Rob Manfred was scheduled to throw out the ceremonial first pitch at Nationals Park on opening day, but in one of his best early decisions as Major League Baseball commissioner, he made a call to the bullpen.

On March 25, Manfred contacted Duane Dargin, a 9-year-old scholar-athlete in the Washington Nationals Youth Baseball Academy. The two had met before, when Dargin and three of his classmates traveled to Williamsport, Pa., for the Little League World Series last August, and again in February, when Dargin helped give Manfred a tour of the academy’s facilities.

“Mr. Manfred called and said that I could pitch the pitch for him,” Dargin said Monday after throwing a perfect strike — from the top of the mound, no less — to Ian Desmond. “He was joking around, but he said, ‘I’m a little too old to throw that ball.’ ”

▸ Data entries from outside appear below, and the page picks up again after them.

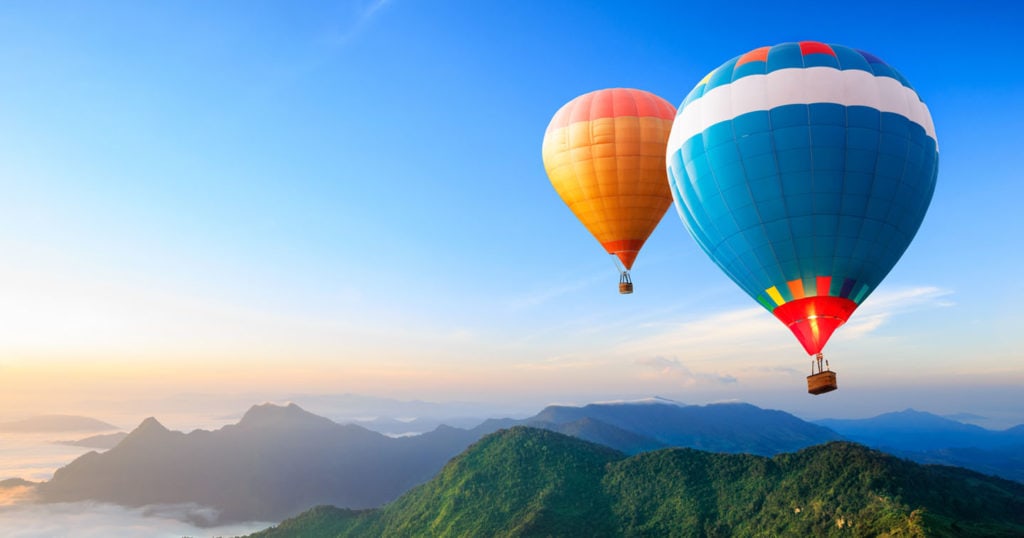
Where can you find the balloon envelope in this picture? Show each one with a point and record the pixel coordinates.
(604, 154)
(804, 170)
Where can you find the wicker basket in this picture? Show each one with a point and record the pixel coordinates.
(821, 382)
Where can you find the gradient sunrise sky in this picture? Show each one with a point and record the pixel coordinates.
(348, 197)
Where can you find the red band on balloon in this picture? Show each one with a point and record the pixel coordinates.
(812, 320)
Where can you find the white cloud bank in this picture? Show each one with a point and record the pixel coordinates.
(93, 520)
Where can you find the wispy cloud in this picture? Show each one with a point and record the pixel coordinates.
(541, 296)
(675, 369)
(882, 306)
(351, 26)
(87, 520)
(730, 333)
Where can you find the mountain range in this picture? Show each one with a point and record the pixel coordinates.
(926, 438)
(526, 482)
(279, 460)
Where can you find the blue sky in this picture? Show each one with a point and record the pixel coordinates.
(349, 197)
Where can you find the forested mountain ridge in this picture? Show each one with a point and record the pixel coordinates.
(525, 482)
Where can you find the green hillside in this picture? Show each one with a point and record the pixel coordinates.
(524, 482)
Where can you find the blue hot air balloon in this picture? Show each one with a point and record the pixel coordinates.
(804, 170)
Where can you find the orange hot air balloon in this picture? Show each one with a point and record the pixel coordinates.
(604, 154)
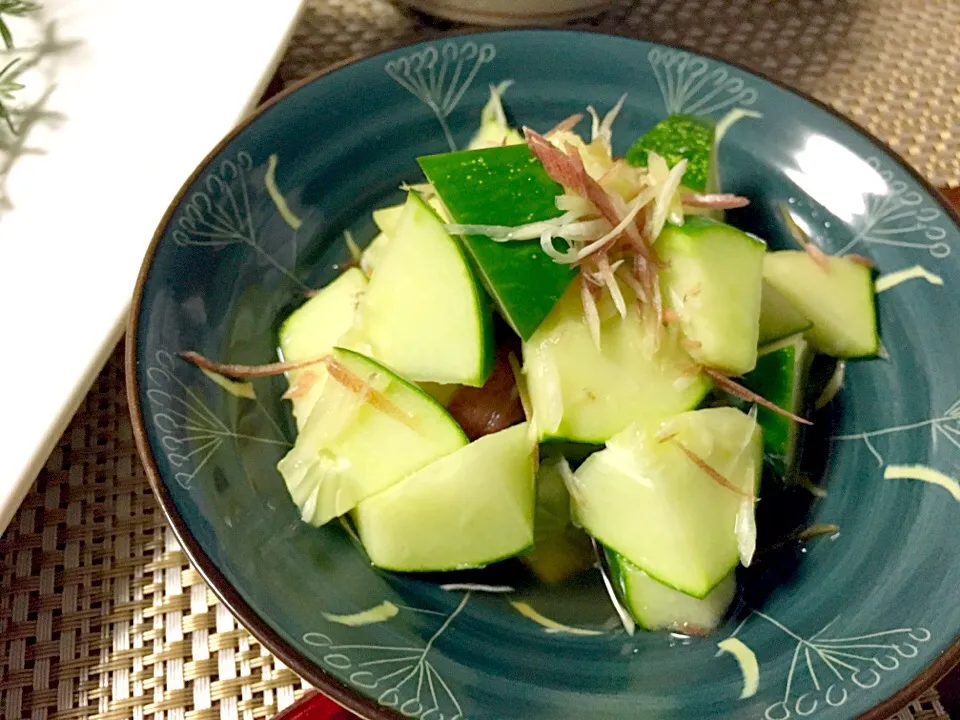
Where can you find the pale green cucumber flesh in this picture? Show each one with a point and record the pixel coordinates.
(646, 499)
(468, 509)
(313, 329)
(440, 393)
(358, 442)
(583, 394)
(655, 606)
(839, 300)
(423, 314)
(778, 318)
(371, 255)
(560, 550)
(781, 376)
(711, 279)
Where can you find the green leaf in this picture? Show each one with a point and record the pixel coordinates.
(504, 186)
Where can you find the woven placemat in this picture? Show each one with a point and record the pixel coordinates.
(101, 615)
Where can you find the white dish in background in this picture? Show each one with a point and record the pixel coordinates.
(136, 94)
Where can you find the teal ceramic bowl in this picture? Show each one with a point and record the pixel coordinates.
(854, 624)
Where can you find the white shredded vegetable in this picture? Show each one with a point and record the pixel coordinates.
(641, 201)
(667, 196)
(590, 312)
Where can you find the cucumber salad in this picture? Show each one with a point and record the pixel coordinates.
(553, 354)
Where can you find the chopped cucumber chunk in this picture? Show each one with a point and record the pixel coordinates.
(676, 138)
(387, 219)
(646, 498)
(504, 186)
(712, 280)
(778, 318)
(656, 606)
(441, 393)
(313, 330)
(424, 314)
(583, 394)
(560, 549)
(372, 253)
(368, 430)
(468, 509)
(781, 377)
(839, 300)
(494, 129)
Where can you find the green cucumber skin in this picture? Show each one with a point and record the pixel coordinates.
(678, 525)
(805, 285)
(504, 186)
(676, 138)
(389, 312)
(781, 376)
(620, 567)
(483, 302)
(778, 318)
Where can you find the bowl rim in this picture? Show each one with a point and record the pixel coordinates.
(315, 675)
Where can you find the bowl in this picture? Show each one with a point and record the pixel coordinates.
(856, 623)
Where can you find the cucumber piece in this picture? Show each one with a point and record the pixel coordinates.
(840, 300)
(781, 377)
(778, 318)
(504, 186)
(441, 393)
(423, 313)
(583, 394)
(676, 138)
(314, 329)
(711, 279)
(468, 509)
(644, 498)
(386, 219)
(368, 430)
(657, 607)
(560, 550)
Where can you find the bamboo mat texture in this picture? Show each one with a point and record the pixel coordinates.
(101, 615)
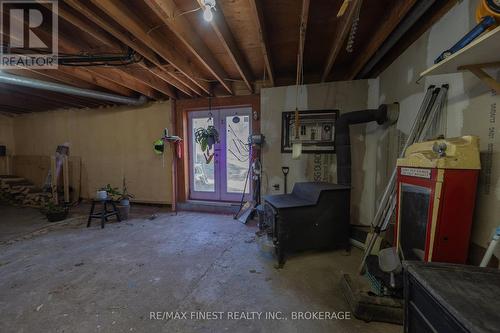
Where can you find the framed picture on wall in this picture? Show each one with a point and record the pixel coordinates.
(316, 131)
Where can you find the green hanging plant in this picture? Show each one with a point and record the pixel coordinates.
(206, 138)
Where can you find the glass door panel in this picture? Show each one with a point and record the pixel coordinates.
(203, 171)
(236, 153)
(221, 173)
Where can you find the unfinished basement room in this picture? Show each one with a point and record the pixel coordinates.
(249, 166)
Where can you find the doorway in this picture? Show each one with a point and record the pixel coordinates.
(220, 174)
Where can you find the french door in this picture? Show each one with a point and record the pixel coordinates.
(221, 173)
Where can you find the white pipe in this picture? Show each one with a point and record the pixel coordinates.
(491, 248)
(65, 89)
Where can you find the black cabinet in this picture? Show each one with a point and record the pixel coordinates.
(314, 216)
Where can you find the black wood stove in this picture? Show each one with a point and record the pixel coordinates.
(315, 216)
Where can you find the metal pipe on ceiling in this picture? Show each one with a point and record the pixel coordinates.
(415, 14)
(70, 90)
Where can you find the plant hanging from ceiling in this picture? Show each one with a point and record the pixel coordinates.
(207, 138)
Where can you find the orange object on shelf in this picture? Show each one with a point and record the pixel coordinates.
(488, 8)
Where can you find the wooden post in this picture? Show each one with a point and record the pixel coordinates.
(66, 178)
(53, 181)
(174, 159)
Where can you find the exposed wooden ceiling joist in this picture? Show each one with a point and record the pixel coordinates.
(83, 74)
(344, 26)
(143, 75)
(126, 18)
(226, 37)
(165, 10)
(258, 18)
(104, 38)
(106, 74)
(388, 24)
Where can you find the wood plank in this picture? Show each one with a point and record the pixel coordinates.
(69, 74)
(258, 18)
(144, 75)
(388, 24)
(53, 174)
(430, 18)
(182, 84)
(104, 38)
(343, 28)
(484, 49)
(121, 77)
(226, 37)
(112, 74)
(165, 10)
(126, 18)
(135, 45)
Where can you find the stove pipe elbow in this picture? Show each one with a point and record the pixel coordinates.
(343, 142)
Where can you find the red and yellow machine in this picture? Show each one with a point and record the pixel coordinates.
(436, 186)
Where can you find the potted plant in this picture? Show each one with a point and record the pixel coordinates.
(111, 192)
(206, 138)
(55, 213)
(124, 204)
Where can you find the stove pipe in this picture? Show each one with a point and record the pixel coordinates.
(343, 142)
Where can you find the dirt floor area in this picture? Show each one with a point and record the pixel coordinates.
(161, 275)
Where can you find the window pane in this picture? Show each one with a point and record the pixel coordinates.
(203, 173)
(237, 153)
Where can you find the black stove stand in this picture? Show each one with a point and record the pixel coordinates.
(315, 216)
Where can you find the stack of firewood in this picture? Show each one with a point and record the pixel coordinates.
(20, 191)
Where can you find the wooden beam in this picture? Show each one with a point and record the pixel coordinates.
(304, 17)
(226, 37)
(185, 85)
(125, 17)
(388, 24)
(68, 75)
(258, 18)
(144, 75)
(50, 97)
(433, 15)
(83, 26)
(478, 71)
(165, 10)
(109, 41)
(343, 25)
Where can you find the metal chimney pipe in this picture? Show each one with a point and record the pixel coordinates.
(66, 89)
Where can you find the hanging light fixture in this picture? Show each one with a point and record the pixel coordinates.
(207, 11)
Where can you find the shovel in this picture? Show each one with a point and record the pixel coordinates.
(388, 261)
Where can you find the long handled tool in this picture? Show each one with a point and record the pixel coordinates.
(432, 105)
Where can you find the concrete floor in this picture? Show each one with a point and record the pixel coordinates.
(16, 222)
(76, 279)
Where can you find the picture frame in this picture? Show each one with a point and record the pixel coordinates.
(317, 131)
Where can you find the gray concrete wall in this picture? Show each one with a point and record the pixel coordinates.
(471, 110)
(7, 139)
(344, 96)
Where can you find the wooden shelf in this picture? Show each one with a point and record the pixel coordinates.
(481, 53)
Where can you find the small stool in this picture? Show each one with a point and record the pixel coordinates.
(104, 213)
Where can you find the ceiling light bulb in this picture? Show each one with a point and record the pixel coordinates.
(207, 14)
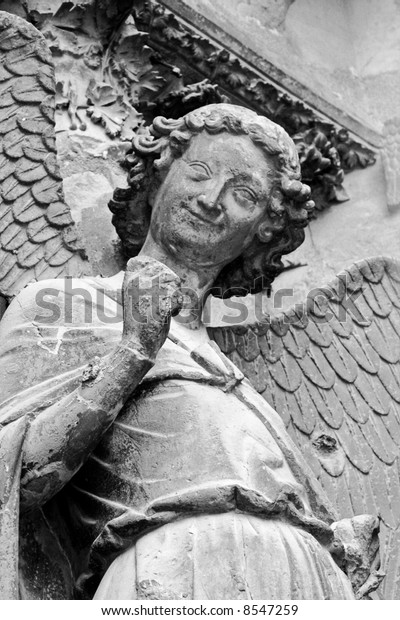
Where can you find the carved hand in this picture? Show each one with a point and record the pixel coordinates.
(150, 297)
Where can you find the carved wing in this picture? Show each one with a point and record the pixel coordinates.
(331, 369)
(37, 236)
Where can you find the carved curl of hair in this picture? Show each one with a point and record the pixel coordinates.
(288, 210)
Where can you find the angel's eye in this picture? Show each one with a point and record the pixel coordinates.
(200, 170)
(244, 193)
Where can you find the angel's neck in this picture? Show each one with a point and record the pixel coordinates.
(196, 283)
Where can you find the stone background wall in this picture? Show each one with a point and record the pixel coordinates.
(349, 54)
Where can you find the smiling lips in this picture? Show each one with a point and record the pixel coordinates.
(203, 215)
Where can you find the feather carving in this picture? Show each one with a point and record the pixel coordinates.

Dargin, who attends Anne Beers Elementary in Southeast, put a hand in the air to acknowledge the 42,295 fans in attendance after his name was announced and Manfred dropped the ball in his glove.

“I was excited,” Dargin said. “I just couldn’t wait. I had a feeling that it was going to be a little bit off — just a little bit — but I was able to get it straight down [the middle].”

Dargin, a left-handed pitcher who aspires to play third base “because usually left-handers don’t play third base,” said he wasn’t the least bit nervous Monday. Seriously.

“I’ve played in front of large crowds of people,” Dargin said. “I’ve said ‘play ball’ for the Nationals before, so it’s nothing new.”

“Throwing out a first pitch is a very exciting thing,” Manfred said during a second inning visit with Bob Carpenter and F.P. Santangelo in the MASN broadcast booth. “The message we want our fans to get is, it’s about the kids. I had an exciting opportunity, rather than me doing it, I thought it was a nice symbol to let a kid do it.”

Dargin watched the game from Section 130 with several members of his family, including his parents, who offered some unnecessary advice before he stepped to the mound.

“[They said] don’t get mad if it doesn’t go your way, if I don’t get it straight down [the middle],” Dargin said.

Dargin was impressed with Max Scherzer’s Nationals debut in a 3-1 loss to the Mets, but Stephen Strasburg is his favorite member of the rotation. His overall favorite player, however, is outfielder Michael Taylor, whom he had the chance to meet last year when he shouted ‘play ball’ before a Nationals game.

“He’s a black player and usually black players don’t play baseball,” Dargin explained. “I want to play for the Nationals and he plays for the Nationals, and that motivates me even more to play baseball.”

Fans came up to Dargin to congratulate him on his first pitch and pose for photos. Manfred signed a baseball for him. And if he were playing middle infield in the sixth inning Monday, the opening day outcome might’ve been different.